И Евга погасила свет.
— Жаба засыпался, факт! — сказал в темноте среди полного молчания Костя. — Но Гришку и меня, чур, не выдавать. Закон палаты… Кто предаст, пусть потом не жалуется…
Никто ему не ответил. Поливанов слушал, как тихонько скулит у печки Жаба.
«Утро вечера мудренее», — говорила всегда мама, — вспомнил вдруг Игорь. И неведомо почему это успокоило его. Не может быть, чтобы Костя не придумал завтра, как обвести вокруг пальца взрослых.
Глава семнадцатая
«РАСКАССИРОВАТЬ ИХ, РАСКАССИРОВАТЬ!»
утра в окна било солнце, из коридора доносился скрип колёсиков, весело перекликались голоса малышей — третье отделение вывозили на улицу. А о них будто забыли, и это был недобрый знак: седьмую палату ждало возмездие.

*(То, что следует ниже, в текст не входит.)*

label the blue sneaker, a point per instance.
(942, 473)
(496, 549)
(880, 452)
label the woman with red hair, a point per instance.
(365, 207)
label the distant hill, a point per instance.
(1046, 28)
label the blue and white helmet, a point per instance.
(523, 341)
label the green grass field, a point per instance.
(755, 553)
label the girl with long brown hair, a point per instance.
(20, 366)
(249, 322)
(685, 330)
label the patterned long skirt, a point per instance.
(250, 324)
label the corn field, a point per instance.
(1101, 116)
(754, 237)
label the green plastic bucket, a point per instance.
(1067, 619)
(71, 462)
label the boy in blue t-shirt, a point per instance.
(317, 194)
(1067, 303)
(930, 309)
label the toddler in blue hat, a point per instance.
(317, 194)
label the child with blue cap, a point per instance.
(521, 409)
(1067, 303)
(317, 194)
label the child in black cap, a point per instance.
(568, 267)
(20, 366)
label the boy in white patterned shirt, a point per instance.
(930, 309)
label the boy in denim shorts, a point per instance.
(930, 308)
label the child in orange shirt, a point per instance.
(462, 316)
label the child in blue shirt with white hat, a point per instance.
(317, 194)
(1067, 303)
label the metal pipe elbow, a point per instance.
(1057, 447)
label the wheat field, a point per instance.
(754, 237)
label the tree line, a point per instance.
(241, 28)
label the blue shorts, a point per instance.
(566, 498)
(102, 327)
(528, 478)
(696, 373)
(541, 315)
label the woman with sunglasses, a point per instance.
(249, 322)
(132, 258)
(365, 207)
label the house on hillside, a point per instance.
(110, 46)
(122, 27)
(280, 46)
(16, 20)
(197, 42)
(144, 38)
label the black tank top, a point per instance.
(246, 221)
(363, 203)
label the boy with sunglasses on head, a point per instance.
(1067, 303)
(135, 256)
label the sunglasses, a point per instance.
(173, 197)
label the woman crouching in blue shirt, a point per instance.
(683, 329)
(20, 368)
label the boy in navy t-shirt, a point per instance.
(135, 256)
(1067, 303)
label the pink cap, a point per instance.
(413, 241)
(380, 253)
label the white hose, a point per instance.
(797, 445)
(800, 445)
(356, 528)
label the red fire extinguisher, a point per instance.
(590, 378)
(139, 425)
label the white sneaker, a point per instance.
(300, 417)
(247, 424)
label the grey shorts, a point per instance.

Во время умыванья и за завтраком Оля была молчалива и предупредительна, как если бы все они внезапно тяжело заболели. Маруля бормотала под нос что-то невнятное:
— М-м-м… На север гулять холодно… Там погода.
— Что, что, Маруля, какая погода?
— Я разве что сказала? А ничего не сказала. Лежи, не балуй, и якши будет…
А дальше всё напоминало большой обход. Внесли два стула — для Ашота и Марии Яковлевны. Ольга Константиновна присела на краешек Гришкиной постели, а Изабелла встала у печки, сцепив руки за спиной, сдвинув в шнурок чёрные брови.
Ничем не обнаруживая своего волнения, ровным врачебным голосом, будто диктуя историю болезни, Ольга Константиновна объявила, что вчера, в половине десятого вечера, в санатории имело место чрезвычайное происшествие. Она рассказывала то, что все уже хорошо знали, но при этом выбирала такие слова, что у ребят мурашки по коже побежали. Выяснилось, что, сговорившись заранее, группа больных детей, нарушив все правила режима, вставала с постелей и по некоторым признакам пыталась покинуть стены палаты. Жабин был обнаружен на подоконнике, у Митрохина, Поливанова и Фесенко оказались не в порядке фиксаторы, было сорвано вытяжение… К тому же в особых самодельных мешках обнаружены значительные запасы засохшего хлеба, который в последние дни некоторыми из поименованных выпрашивался на добавок.